My Merrell mid-rise hikers

I drove to nearby Battelle Darby Creek Metro Park, not very far out the National Road (U.S. 40) from where I live. My first stop along the National Road was in the village of Alton at Dave’s Country Drive-Thru. Dominated by huge stacks of giant bags of cattle, horse, and hog food, with some stacks of dog food thrown in for good measure, at the far end of the Drive-Thru was the popular section of the store for this weekending leisure day: the beer and pop (aka “soda” or “soft drinks” for you more genteel types, but “pop” here at the Country Drive-Thru, as it was in rural southwestern Ohio where I grew up) and junk food part. I had forgotten to bring a can of Diet Pepsi with me from home for my proposed hike.
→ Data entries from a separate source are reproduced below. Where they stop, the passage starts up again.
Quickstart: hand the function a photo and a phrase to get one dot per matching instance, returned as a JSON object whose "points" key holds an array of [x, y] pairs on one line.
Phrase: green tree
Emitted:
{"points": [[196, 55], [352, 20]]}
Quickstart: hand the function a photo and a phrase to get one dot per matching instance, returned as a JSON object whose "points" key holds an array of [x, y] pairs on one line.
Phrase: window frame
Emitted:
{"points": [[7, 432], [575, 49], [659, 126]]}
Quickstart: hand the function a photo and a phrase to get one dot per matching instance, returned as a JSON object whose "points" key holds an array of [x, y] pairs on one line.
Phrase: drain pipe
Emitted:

While I waited for the truck in front of me to get its order (beer and junk food, I saw), I examined the shelves of chips and spied two kinds I couldn’t resist: Jenny’s Old Fashioned Caramel Dittos, a mutant kind of popcorn, and Grippo’s Barbecue Chips, which I discovered after devouring half a bag are loaded with evil MSG. No wonder they taste so good! 😉 Now I was all set to get some exercise in the fresh air!

Here’s what the Franklin County Metro Park System has to say about Battelle Darby Creek Park:

Galloway, Ohio. Battelle Darby features more than 7,000 acres of forest, prairies and wetlands. It stretches along 13 miles of the Big and Little Darby Creeks, both State and National Scenic Rivers. Besides the areas surrounding the creeks, there are also over 200 acres of restored wetlands and prairies. Bison have been reintroduced to the park and roam freely within two enclosed pastures.
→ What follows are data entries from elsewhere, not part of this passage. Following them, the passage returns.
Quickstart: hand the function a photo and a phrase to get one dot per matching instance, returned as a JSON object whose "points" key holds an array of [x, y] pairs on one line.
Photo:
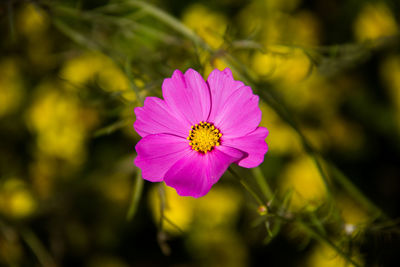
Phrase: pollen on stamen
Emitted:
{"points": [[204, 136]]}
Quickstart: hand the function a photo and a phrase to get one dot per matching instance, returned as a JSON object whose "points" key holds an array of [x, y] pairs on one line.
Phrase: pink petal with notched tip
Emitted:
{"points": [[155, 118], [239, 115], [253, 144], [187, 96], [222, 85], [157, 153], [195, 173]]}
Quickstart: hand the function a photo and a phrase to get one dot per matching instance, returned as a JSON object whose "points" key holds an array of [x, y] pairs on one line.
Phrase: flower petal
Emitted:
{"points": [[195, 173], [239, 115], [253, 144], [188, 96], [222, 85], [155, 118], [156, 153]]}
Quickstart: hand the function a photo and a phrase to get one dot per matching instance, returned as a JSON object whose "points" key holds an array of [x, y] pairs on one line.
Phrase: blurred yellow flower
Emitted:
{"points": [[375, 20], [11, 86], [323, 255], [96, 67], [282, 139], [282, 64], [207, 23], [59, 123], [304, 179], [16, 200]]}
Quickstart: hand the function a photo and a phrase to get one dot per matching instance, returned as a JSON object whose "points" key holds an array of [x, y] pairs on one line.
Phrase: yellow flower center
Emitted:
{"points": [[203, 137]]}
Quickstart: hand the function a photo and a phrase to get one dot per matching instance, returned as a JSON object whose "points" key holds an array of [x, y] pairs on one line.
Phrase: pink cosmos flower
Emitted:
{"points": [[192, 136]]}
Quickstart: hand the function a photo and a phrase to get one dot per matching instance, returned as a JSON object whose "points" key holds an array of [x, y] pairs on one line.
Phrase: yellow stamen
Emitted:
{"points": [[204, 136]]}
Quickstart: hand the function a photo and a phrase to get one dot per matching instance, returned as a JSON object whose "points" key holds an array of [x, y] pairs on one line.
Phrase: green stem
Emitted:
{"points": [[136, 194], [37, 247], [262, 182], [325, 240], [355, 192], [247, 187], [169, 20]]}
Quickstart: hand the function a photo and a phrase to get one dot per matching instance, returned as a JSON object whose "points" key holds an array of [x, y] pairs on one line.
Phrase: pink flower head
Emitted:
{"points": [[192, 136]]}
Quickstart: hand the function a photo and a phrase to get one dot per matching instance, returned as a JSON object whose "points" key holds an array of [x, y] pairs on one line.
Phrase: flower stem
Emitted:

I first stopped at the Nature Center, where they were observing National Bison Day, because of the herd of bison on the prairie that makes up part of this huge Metro Park. But the bison were not being very cooperative while I was there, hanging out in a side area that is hard to observe or photograph, rather than in the new big pasture that has been opened up for them below the observation deck of the Center.  Maybe they didn’t feel like being watched. It is possible to hike along a trail that brings you close to that side area, but that was not my goal for the afternoon.  Here’s a photo taken by Park staff of one of our first mama and baby bison pairs:


Instead of hiking out to see the bison on their National Day, I briefly re-examined my favorite exhibit in the Center, the living stream, before setting out for the real stream. The living stream is an ingenious series of interconnected tanks that stair-step down the levels of the Center, increasing in depth and in the life forms that live in each depth. A current mimics perfectly the current of Big Darby Creek, with still sections, fast-eddies, side-currents, and all.  The living stream is a monument of engineering and natural studies.

A turtle basks in the shallow end of the living stream
The deep end of the living stream is home to some quite big fish!
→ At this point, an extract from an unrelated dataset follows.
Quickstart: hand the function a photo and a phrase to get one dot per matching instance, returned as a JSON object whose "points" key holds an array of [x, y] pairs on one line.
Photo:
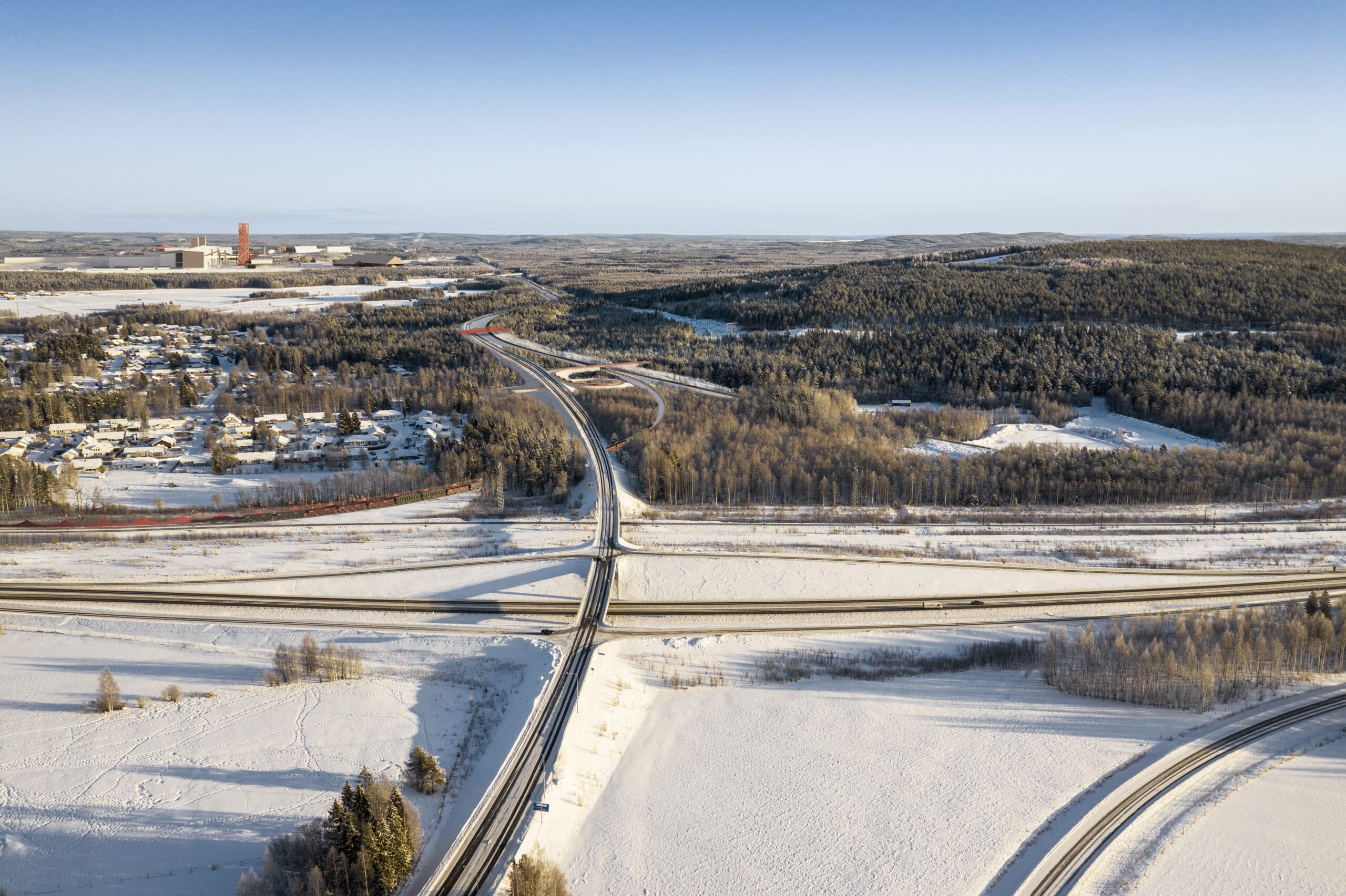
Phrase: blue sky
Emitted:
{"points": [[676, 118]]}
I did wave briefly at the bison before returning to the car to head to the Cedar Ridge area of this huge park–over 7000 acres.  I sat at a sunny picnic table people-watching as I drank my Diet Pepsi and ate my junk food. There were quite a few people at the park, but since it is so spacious, it never seems crowded.


After spilling about a third of my Pepsi down my jeans, it was time to head down Cobshell Trail to see the creek. I prevailed upon a kind stranger to take my photo down by the water.


It was a lovely day to walk beside Big Darby Creek.



Going back up the trail to the top of the bluff, there is a lovely huge meadow circled by tall trees across from the picnic and playground areas.

Walking back to my car, I saw this blasted tree, perhaps a harbinger of winter?


In any case, winter will have to wait. Autumn days like today are not yet at an end!